ROMA – Incoronando Milano a «capitale morale» e sostenendo che, al contrario, Roma non abbia «gli anticorpi» necessari a combattere il malaffare, il presidente dell'Autorità anticorruzione Raffaele Cantone non ha solo ripetuto una banalità trita e ritrita, perpetuato un luogo comune che si porta avanti immutato ormai da decenni. Peggio, ha detto una falsità: pur essendo fin troppo consapevole che dietro alla sua retorica renziana non si nasconde nessun fondamento concreto. Milano, infatti, è la città dell'Expo: il cui bilancio finale è fondamentalmente positivo, ma non cancella le grandi mancanze emerse sia sul fronte organizzativo (pensiamo alle code chilometriche degli aspiranti visitatori) che su quello della tanto sbandierata moralità. E Cantone dovrebbe saperlo meglio di chiunque altro, visto che proprio la sua Anac intervenne nel bel mezzo delle gare d'appalto per neutralizzare l'assalto degli scandali tangenti che travolsero le vecchie conoscenze della prima Repubblica, i super dirigenti di Comune, Regione e governo e perfino il vice del commissario Sala. E le mazzette di Expo non sono che la punta dell'iceberg: Milano è anche la città che in questi ultimi decenni ha prodotto Tangentopoli, il sistema Formigoni e quello Maroni, la Minetti, il Trota, Berlusconi e la sua corte, fino al vicepresidente regionale Mario Mantovani arrestato solo poche settimane fa nell'ambito dell'ultima inchiesta in ordine di tempo. Bella capitale morale.

Le colpe dei partiti
Sia chiaro, non intendiamo affatto assolvere Roma, il cui disgustoso elenco di schifezze potrebbe essere altrettanto lungo: Buzzi, Carminati, Mafia Capitale, le mangiatoie di Atac, Ama e del Comune, i dipendenti assenteisti e infedeli, gli amministratori venduti a tutti i livelli della cosa pubblica. Tra la capitale morale, molto presunta, e quella reale, però, c'è una fondamentale differenza: il comportamento della politica. All'ombra del Duomo il centrosinistra è stato in grado di presentare un sindaco come Giuliano Pisapia, che parla poco e a bassa voce e lavora tanto e con efficienza, che non pensa al consenso (tanto che non si ricandiderà) ma al bene dei suoi cittadini, anche di quella cospicua fetta che all'inizio del suo mandato non simpatizzava certo per lui.

Cosa accadrà?
Per la capitale, che in quanto tale dovrebbe rappresentare una situazione di rilevanza nazionale, invece, il Partito democratico, proprio quando la pessima gestione di Gianni Alemanno avrebbe regalato una vittoria facile a qualsiasi loro candidato, non ha saputo trovare di meglio di Ignazio Marino.
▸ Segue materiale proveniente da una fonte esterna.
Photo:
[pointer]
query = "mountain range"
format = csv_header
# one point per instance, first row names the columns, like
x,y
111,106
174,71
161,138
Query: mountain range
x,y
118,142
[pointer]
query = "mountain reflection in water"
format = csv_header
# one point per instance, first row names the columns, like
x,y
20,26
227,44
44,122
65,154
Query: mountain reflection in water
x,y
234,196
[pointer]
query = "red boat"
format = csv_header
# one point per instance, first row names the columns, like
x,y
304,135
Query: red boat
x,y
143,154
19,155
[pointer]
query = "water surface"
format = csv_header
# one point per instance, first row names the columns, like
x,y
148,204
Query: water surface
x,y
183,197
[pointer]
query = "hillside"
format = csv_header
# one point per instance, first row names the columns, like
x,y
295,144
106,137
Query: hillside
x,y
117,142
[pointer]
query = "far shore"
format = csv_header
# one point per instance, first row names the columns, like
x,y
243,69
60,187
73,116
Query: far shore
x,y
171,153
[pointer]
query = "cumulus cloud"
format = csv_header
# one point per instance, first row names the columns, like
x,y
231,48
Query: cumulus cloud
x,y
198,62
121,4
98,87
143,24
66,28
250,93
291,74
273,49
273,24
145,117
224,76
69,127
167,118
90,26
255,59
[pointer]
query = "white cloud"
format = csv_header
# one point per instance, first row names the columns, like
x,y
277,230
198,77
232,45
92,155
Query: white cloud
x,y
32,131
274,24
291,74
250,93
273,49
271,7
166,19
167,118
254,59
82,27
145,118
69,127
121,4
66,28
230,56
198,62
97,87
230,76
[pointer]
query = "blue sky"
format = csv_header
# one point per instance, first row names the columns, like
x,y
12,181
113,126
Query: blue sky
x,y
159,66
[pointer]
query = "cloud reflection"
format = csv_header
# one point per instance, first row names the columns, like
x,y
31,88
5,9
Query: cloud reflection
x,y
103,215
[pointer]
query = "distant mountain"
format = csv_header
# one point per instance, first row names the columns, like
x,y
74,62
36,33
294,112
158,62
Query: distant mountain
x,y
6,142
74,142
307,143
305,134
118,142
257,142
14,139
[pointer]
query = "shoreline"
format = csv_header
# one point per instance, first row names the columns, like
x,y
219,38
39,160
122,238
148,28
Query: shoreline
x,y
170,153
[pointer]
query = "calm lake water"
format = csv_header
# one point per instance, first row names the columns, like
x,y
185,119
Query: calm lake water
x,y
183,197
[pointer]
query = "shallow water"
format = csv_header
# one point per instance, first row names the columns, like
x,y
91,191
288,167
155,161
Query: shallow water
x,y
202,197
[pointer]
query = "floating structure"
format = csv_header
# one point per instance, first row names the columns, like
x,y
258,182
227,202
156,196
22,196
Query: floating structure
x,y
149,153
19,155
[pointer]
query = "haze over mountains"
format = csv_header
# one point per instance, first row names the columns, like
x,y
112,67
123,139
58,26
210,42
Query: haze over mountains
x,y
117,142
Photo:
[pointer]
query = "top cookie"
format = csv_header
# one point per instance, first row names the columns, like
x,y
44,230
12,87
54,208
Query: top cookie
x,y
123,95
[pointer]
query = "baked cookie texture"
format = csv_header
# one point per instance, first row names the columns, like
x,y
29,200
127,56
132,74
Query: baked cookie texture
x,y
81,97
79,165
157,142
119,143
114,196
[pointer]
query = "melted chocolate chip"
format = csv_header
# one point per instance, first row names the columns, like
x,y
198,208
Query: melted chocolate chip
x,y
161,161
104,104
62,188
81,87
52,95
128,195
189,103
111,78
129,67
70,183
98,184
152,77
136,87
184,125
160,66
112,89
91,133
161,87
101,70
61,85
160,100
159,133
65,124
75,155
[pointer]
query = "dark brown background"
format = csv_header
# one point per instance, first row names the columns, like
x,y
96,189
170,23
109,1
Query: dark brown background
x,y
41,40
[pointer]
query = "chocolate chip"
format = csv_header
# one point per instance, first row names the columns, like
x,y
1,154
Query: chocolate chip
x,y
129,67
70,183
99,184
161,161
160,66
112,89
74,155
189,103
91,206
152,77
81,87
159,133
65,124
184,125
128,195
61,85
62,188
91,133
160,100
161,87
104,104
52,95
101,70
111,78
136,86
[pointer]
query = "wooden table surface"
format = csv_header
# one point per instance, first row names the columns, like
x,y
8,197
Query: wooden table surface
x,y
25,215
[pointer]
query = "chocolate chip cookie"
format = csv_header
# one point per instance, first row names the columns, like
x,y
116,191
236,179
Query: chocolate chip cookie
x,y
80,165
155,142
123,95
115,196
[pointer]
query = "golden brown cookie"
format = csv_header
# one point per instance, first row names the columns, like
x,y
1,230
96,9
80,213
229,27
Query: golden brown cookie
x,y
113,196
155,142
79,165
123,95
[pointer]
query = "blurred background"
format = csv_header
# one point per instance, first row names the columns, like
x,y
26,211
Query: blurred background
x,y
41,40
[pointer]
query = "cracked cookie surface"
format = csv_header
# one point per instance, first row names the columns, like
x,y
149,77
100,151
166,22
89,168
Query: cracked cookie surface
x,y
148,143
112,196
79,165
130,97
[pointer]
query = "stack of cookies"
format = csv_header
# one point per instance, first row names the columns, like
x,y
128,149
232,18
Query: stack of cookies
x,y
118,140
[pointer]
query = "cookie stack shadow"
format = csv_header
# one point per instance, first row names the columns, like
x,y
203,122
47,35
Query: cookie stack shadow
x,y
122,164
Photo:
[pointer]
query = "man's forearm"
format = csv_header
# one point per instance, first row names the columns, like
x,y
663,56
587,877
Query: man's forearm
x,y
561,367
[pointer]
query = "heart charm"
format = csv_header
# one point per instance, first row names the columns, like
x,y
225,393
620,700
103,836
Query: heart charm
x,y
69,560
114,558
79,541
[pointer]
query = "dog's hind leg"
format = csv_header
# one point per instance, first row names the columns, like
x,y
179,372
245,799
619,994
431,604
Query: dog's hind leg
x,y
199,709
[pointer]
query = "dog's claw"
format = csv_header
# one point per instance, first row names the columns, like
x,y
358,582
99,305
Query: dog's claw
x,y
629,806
Prima candidandolo malvolentieri, poi bloccando qualsiasi suo tentativo di ripulitura delle istituzioni, infine scaricandolo non appena gli si è presentata l'occasione di accollargli tutta la colpa. I risultati si vedono nel tragicomico psicodramma a cui assistiamo in questi giorni: con un sindaco dimissionario che ritira le sue dimissioni e un segretario del suo partito che gli chiede di andarsene prima ancora di sedersi a un tavolo a discutere. Difficile, a tre giorni dalla data del commissariamento, prevedere cosa accadrà, anche se tutti i pronostici danno per impossibile una lunga permanenza di Marino, sfiduciato dal partito, dalla Giunta e da molti consiglieri. Noi ci permettiamo solo dai sottolineare come questa crisi della politica, ovvero del più importante di quegli "anticorpi" invocati dal discorso dell'Anticorruzione, non nasca a Roma (che l'ha sostanzialmente subita impotente), ma sull'asse tra Genova, città di nascita di Marino, e Firenze, quella di Matteo Renzi. E anche questo Raffaele Cantone, il più renziano dei magistrati, dovrebbe saperlo bene.